There are good reasons for repotting your plants about now, and only one of them is to give your fast growers a larger home. Take the time now, as plants are gearing up for a summer growth spurt.
These roots need more room.
Most often we repot, or pot up, to give potbound plants a bigger space. If you see roots growing from the bottom drainage holes, your plant is outgrowing its home. Sometimes they even encircle the top outer surface along the inside rim. Besides restricted growth, there’s another reason to avoid this: I once had a potted ponytail palm that was apparently ready to pot up. After a very heavy rain, the pot exploded from all the swelling the water caused. The plant survived.
Life in a pot is a microcosm. Everything is amplified, concentrated and intensified whether good or bad. For example, on a very hot and sunny day, plants in the ground can draw water from the earth, whereas potted plants make do with whatever’s held in their container. They can quickly overheat.
Potted plants also cool down quicker in windy, chilly conditions.
Drainage is also a big concern. Water can pool toward the bottom if the soil is clumpy and drainage holes are blocked, sounding the death knell for plants intolerant of wet feet — which is to say most of them.
This must be the most common form of houseplant homicide — overwatering, and I am guilty. On the other hand, many potted plants need to be watered more often than if they were in the ground since they can’t access groundwater.
Depending on your water supply, another reason to repot after a couple of years is mineral accumulation, aka soluble salts. This buildup can interfere with water absorption. If you see a whitish crusty buildup, remove the top quarter-inch of soil and flush by watering the plant with about four times the pot’s volume. Better though is to just repot with fresh soil.
Whether you fertilize or not, after a few years of watering, the soil will become depleted of nutrients and beneficial bugs. Don’t worry, by bugs I mean microbes that benefit your plant, like symbiotic bacteria. Replacing that requires a repotting with fresh soil.

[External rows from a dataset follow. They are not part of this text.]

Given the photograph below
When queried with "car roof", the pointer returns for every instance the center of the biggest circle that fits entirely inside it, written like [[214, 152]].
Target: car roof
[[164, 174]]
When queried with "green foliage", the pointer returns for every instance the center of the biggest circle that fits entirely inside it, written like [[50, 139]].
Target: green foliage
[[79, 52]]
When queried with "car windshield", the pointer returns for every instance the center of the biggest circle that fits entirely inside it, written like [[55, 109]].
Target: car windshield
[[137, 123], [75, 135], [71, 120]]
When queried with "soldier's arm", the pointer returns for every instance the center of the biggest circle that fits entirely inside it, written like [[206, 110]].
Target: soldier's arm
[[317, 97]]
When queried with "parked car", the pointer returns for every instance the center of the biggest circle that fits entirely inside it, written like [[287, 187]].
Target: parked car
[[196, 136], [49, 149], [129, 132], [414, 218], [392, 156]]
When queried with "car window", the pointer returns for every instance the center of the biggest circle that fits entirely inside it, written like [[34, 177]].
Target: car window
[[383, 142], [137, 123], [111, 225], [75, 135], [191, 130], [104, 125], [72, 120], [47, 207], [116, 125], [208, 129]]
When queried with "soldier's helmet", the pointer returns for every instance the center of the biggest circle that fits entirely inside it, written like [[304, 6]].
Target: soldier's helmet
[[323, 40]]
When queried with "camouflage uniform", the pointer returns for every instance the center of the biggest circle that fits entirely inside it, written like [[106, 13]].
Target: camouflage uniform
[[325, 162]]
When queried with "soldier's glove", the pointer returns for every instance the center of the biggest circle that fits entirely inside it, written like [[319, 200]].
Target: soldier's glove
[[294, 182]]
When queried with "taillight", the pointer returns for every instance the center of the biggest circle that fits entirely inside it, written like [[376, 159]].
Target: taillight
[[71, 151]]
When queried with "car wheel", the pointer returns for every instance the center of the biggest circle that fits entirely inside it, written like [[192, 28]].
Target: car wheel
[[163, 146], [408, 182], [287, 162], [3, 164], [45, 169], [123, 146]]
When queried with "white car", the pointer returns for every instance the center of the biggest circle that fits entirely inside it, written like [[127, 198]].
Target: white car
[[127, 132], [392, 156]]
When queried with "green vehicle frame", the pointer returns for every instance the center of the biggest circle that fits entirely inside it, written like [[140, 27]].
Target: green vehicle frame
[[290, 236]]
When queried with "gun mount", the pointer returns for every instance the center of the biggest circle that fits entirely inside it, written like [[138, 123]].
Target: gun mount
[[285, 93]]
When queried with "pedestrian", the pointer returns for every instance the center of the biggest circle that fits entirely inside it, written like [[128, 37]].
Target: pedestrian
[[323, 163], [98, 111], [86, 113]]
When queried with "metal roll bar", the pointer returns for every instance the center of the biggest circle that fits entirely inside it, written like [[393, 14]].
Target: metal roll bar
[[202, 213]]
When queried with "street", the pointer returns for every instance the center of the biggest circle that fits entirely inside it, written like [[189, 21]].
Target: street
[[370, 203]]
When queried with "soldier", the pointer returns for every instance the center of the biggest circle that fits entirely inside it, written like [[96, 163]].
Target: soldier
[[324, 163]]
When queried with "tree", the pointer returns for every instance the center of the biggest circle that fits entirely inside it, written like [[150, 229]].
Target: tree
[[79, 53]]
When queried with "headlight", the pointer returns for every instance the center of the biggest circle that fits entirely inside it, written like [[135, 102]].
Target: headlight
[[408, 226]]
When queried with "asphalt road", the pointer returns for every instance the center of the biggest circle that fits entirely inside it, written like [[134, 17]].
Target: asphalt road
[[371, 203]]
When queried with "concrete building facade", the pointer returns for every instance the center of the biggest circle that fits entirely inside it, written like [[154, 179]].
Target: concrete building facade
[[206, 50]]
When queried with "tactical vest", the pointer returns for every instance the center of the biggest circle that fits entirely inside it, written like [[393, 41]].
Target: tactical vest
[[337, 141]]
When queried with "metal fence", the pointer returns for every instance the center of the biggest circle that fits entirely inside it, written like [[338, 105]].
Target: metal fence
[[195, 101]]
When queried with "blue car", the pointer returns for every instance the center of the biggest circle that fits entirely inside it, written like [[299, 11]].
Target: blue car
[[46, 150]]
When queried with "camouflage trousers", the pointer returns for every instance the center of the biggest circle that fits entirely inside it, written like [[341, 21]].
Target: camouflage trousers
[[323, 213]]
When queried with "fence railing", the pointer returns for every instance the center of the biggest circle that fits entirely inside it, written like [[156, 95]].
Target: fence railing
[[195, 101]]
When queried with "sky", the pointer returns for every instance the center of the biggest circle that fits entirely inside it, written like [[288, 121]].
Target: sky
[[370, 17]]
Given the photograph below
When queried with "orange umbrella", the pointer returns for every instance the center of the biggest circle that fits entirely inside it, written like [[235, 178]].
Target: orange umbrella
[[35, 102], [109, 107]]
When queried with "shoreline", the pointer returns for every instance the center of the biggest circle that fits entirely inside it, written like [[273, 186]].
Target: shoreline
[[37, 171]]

Don’t throw out the old soil. Dumping it in the yard is fine, but composting it is even better. The heat of a compost destroys most pathogens, and soil, even if nutrient poor, will undoubtedly harbor some creatures helpful to the composting process.

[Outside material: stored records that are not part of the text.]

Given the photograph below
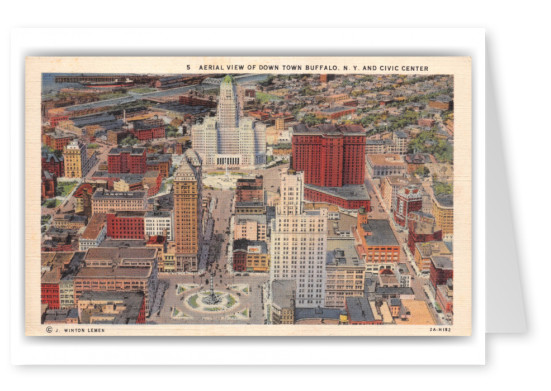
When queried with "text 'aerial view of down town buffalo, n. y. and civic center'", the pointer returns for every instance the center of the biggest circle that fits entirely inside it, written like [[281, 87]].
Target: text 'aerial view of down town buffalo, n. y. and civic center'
[[262, 199]]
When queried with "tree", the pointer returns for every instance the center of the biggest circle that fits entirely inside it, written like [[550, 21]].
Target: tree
[[422, 171]]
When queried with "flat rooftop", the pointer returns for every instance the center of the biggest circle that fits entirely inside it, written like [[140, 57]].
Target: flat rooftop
[[346, 192], [381, 233]]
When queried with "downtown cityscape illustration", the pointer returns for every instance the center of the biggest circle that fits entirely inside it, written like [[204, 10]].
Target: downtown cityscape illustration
[[265, 199]]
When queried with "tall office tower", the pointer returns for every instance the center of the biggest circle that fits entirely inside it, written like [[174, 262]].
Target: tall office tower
[[187, 212], [228, 117], [229, 139], [299, 243]]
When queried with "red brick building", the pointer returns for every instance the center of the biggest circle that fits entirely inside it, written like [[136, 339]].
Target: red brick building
[[50, 295], [441, 269], [126, 225], [127, 160], [408, 199], [57, 140], [250, 189], [149, 129], [159, 162], [54, 121], [330, 156], [333, 161], [48, 185], [53, 164], [422, 228], [347, 196]]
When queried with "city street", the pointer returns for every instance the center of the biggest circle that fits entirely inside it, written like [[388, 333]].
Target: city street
[[222, 279], [378, 211]]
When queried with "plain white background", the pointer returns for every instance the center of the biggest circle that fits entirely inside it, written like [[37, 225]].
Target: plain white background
[[517, 54]]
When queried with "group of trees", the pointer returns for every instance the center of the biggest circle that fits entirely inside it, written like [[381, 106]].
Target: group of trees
[[129, 140], [427, 142], [440, 188], [312, 120]]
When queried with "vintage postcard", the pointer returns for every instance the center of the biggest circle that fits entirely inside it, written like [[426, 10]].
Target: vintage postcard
[[250, 196]]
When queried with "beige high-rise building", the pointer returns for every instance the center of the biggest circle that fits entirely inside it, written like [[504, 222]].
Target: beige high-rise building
[[188, 212], [229, 139], [299, 243]]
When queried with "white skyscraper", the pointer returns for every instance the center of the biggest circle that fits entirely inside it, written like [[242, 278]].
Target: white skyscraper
[[230, 139], [299, 243]]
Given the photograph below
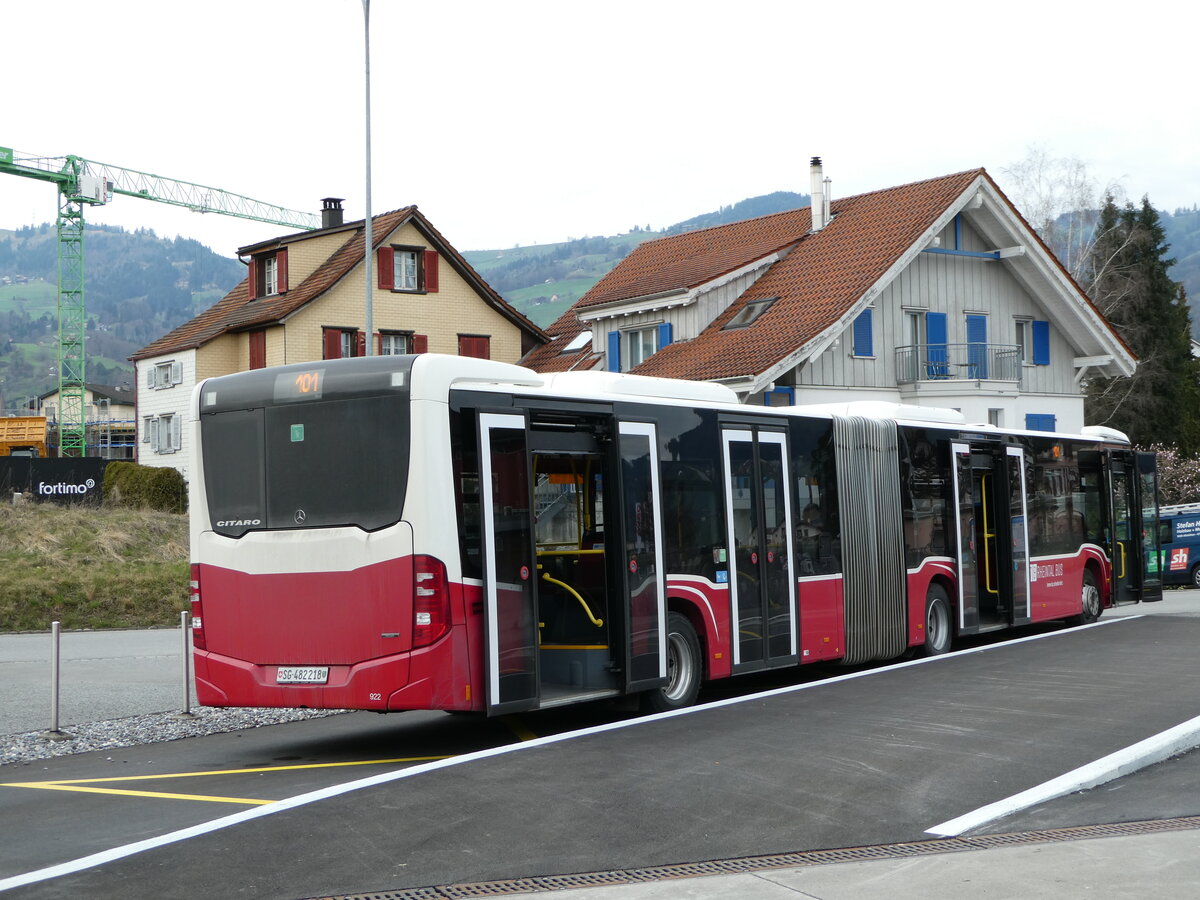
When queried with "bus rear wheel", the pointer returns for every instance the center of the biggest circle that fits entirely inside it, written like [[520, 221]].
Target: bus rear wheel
[[1091, 601], [684, 667], [939, 628]]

Removing the plant from its home is simple enough, but it takes some finessing with overgrown root systems. Watering the day before helps the process. Cut any roots protruding from drainage holes. With a small plastic pot it should be possible to support the plant with one hand while turning it upside down. The plant may come right out. If not, tap it firmly on a hard surface and try again. Large, heavy pots can be laid on their sides while you cut around the inside of the rim with a trowel or small flat spade. Tough cases require cutting deeper around the edge to separate roots from the pot. Keep at it. Be firm, but don’t rip.

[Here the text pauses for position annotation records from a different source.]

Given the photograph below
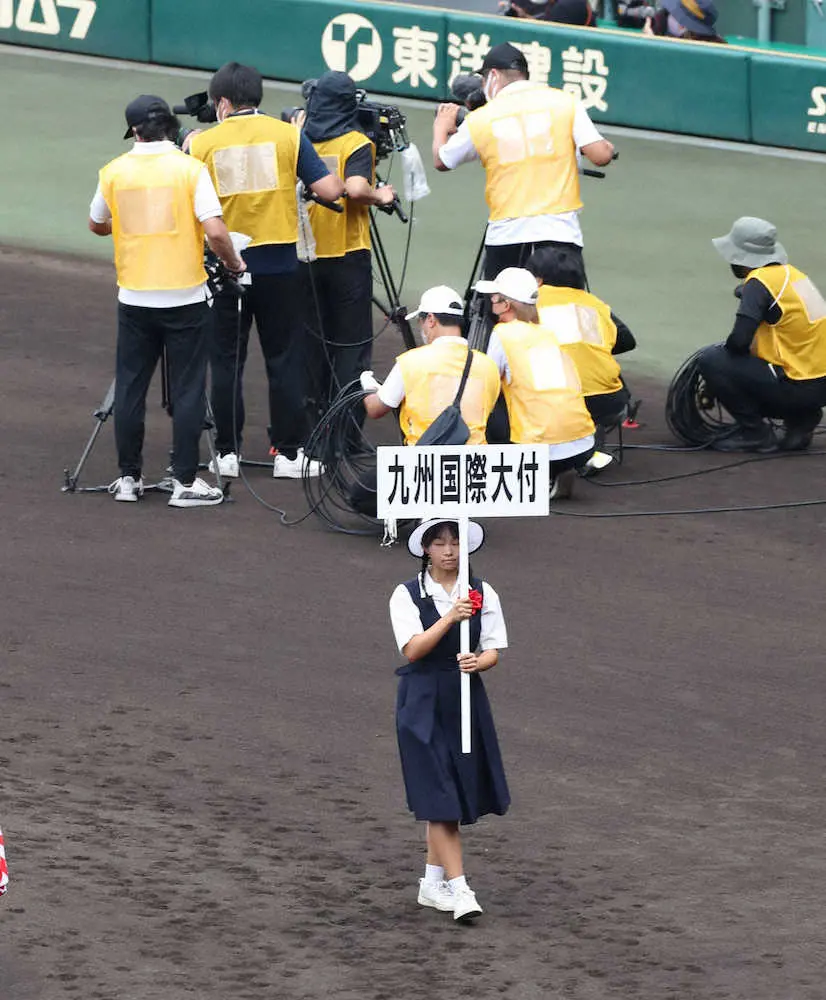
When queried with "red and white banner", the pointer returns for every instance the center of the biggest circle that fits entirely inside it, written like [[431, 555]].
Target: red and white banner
[[4, 871]]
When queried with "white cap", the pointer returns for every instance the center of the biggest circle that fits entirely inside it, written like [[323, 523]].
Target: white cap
[[513, 283], [439, 299]]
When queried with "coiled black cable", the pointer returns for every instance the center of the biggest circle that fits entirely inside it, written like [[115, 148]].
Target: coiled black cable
[[345, 491], [692, 412]]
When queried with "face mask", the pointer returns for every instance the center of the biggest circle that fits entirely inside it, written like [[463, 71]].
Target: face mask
[[488, 87]]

Now brush off excess soil from the roots and trim any dead roots. If roots encircle the plant, loosen them by hand. It’s fine to cut some that are badly entangled, or run a sharp blade down the sides of extremely bound roots.
Now time to repot. A safe bet is one pot size up, keeping in mind very large pots hold more water, so xerophytes like cacti won’t be happy in huge planters. Pour enough media so that the plant’s base reaches to about an inch below the rim, then fill in the sides. Gently rocking and tapping the pot helps settle the soil. Your choice of soil type and planter size depends a lot on your plant, but the planter styles are huge. You can use nearly anything appropriate, but avoid metals like copper that are toxic to some plants. Now just water thoroughly and enjoy!